We were all transforming, in our own way: transforming ruin into art, death into lines, mourning into quest.

Translation as Resistance

A week after the attacks began, still amidst devastation, I found myself working on a children’s tale about a king whose daughter will recover only if she can hold the moon. Though written for children, it carried significant meaning for me then. The author, who lost his sight yet kept creating until the end of his life, understood something about striving for the unreachable. I wondered if the moon was the tranquility we all yearned for – seemingly unattainable, yet still worth pursuing.

During those nights, I understood translation as something beyond an art form: it was an act of defiance, of staying put, of holding on.

One day, in broad sunlight, blasts hit a facility; in those same hours, I was translating passages about a political thinker in his cell, asking for more resources, insisting that linguistic work become his “primary activity”. For him, translation was – as the author puts it – “a fact, goal, rigor, support, and metaphor” all at once.

A Scarred Voice

And then came the image.
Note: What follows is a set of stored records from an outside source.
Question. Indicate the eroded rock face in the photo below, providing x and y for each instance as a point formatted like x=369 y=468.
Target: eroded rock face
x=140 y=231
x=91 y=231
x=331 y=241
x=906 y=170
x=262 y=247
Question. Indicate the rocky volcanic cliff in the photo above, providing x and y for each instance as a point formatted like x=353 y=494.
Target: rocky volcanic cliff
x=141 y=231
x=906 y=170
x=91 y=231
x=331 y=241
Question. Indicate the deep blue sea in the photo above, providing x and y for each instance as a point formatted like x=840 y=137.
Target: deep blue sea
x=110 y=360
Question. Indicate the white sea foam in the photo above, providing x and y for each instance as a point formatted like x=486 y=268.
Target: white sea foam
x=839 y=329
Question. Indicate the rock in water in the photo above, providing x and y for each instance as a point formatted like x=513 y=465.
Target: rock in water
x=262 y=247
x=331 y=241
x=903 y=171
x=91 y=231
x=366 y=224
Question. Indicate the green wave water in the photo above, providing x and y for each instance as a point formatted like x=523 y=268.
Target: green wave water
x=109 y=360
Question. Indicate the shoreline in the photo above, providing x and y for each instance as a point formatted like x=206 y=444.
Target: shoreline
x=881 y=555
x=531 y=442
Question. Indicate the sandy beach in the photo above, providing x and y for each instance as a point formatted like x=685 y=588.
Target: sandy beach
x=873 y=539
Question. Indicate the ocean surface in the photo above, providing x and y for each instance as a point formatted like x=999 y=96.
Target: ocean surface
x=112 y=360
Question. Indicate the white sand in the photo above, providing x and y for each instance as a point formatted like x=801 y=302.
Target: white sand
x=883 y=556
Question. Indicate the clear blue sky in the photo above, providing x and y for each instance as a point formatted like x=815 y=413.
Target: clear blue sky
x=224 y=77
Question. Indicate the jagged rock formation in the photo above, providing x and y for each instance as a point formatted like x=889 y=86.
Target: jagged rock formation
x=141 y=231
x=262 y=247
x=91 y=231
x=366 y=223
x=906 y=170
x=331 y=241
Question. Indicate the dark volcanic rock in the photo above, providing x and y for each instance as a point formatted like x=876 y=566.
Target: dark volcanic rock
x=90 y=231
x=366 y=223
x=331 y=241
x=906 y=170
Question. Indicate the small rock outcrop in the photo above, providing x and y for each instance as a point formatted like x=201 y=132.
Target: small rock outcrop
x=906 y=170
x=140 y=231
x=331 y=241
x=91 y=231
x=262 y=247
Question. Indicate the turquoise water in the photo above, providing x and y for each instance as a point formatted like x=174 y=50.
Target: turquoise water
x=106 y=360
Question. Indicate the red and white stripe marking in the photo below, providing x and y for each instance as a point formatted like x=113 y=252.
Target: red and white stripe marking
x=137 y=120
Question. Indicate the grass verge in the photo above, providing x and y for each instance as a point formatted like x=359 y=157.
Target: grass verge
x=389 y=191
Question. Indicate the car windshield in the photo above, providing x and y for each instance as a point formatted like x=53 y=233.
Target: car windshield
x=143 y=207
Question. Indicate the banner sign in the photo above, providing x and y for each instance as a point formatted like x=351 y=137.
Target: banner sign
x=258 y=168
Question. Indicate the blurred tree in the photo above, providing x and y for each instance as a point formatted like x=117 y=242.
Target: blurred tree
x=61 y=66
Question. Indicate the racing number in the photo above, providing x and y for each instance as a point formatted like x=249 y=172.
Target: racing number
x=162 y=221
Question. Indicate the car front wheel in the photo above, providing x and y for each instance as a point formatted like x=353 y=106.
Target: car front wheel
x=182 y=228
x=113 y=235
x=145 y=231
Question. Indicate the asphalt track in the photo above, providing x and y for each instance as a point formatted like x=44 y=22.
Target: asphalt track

I noticed it on a news site and saw that, among the ruins of another apartment block, lay one of my old translations, damaged but whole, my name shown on the cover. The image was in colour, but it might as well have been monochrome, stripped of life among the rubble and ruins. For most of my career, I had been unseen, as all translators are. But here was my work made seen – scarred, but persisting.

I stared at the image for a long time. The author writes that “all translation is a statement”, but I had never felt the full weight of this until then. To translate, even under fire, was to say: “this voice had significance”. It will not be erased. To translate is not just to haul stories across languages, but to help them endure when everything else falls away. It is a quiet, unyielding rejection to vanish.

Patricia Harrison
Patricia Harrison

Financial analyst with over a decade of experience in international markets and investment advisory.